Green Heart

It's my life and I'm trying to live it healthy, happy and enviromentaly friendly.

Vegetable of the day – Leek

on March 14, 2012

Leek is a vegetable that belongs to the same family as onions and garlic. I’m not so fond of these two, because they are too agresive; they irritate my stomache and also they make me smell bad – not just my breath, but also my whole body. My mom has the same problems with garlic so she doesn’t eat it anymore. But I’ve noticed that leek gives quite similar taste and aroma, but it doesn’t irritate my body (it’s proven that leek is easier to digest), so I use it very often.
Use of leek is very simple. You just cut off the dark green leaves and small roots on the other side and you use the white and light green part of the vegetable. You can boil it, fry it or eat it raw in some salad or something like that.

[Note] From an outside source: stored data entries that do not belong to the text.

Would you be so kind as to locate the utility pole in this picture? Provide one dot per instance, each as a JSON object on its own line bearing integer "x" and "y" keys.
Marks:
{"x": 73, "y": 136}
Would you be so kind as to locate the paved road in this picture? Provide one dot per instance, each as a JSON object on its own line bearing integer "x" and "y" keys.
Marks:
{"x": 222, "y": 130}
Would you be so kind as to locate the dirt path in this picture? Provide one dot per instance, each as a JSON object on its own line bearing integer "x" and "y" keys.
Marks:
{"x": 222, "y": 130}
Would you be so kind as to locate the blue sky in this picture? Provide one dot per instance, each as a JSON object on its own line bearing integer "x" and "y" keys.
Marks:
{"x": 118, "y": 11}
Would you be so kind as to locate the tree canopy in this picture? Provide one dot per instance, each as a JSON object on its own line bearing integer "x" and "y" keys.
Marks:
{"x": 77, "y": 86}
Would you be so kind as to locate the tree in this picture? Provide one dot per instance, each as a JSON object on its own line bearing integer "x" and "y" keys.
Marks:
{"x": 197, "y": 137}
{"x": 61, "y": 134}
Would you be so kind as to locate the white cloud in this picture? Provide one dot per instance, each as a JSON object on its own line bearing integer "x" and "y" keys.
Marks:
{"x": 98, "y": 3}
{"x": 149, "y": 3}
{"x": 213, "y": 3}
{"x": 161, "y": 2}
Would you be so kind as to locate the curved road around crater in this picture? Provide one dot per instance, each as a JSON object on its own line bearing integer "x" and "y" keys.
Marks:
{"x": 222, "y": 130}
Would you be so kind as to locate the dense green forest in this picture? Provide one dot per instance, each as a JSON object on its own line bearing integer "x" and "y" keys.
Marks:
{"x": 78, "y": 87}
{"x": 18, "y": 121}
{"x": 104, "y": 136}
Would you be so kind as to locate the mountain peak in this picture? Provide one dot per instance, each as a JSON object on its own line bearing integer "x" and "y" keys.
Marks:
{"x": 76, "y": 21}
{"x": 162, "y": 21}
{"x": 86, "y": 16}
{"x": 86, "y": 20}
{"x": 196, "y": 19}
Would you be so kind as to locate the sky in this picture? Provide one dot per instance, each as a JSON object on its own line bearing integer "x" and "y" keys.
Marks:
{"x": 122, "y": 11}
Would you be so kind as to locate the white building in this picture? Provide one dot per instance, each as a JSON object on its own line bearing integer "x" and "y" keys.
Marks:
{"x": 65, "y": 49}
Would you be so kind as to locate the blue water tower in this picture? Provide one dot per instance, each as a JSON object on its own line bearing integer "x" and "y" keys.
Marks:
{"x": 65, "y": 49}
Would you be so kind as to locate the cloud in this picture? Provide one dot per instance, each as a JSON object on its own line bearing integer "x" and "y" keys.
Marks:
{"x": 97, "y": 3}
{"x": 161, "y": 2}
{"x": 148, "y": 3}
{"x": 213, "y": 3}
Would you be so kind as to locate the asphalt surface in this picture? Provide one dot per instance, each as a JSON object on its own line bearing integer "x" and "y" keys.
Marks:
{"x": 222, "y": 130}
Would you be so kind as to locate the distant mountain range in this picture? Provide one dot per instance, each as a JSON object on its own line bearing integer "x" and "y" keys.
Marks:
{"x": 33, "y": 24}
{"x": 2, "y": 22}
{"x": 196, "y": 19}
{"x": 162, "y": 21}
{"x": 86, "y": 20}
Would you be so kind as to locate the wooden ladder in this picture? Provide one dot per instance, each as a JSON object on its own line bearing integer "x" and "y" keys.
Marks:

So what are the benefits of leek?
– steadying elevated blood sugar level;
– balances cholesterol levels;
– decrease in high blood pressure;
– decrease the risk of colon and prostate cancer;
– prevention of ovarian cancer in females;
– energizes digestion and metabolism (also diuretic properties);
– prevents birth defects (so it’s great for pregnant women);
– healthy skeletal system;
– help the body fight against infection and contamination;

It contains:
– Carbohydrates;
– Water;
– Vitamin A;
– B-complex vitamins (especially B6 and B9);
– Vitamin C;
– Vitamin E;
– Vitamin K;
– Calcium;
– Iron;
– Magnesium;
– Phosphorus;
– Potassium;

– People with untreated or existing kidney and gall bladder problems should avoid the consumption of leeks on a regular basis. This is because of the fact that the vegetable contains a considerable amount of oxalates, which, when becomes too concentrated in the human body crystallize and create health problems.
– Studies and continuous research has also shown that the presence of oxalates interfere with the absorption of calcium from the body.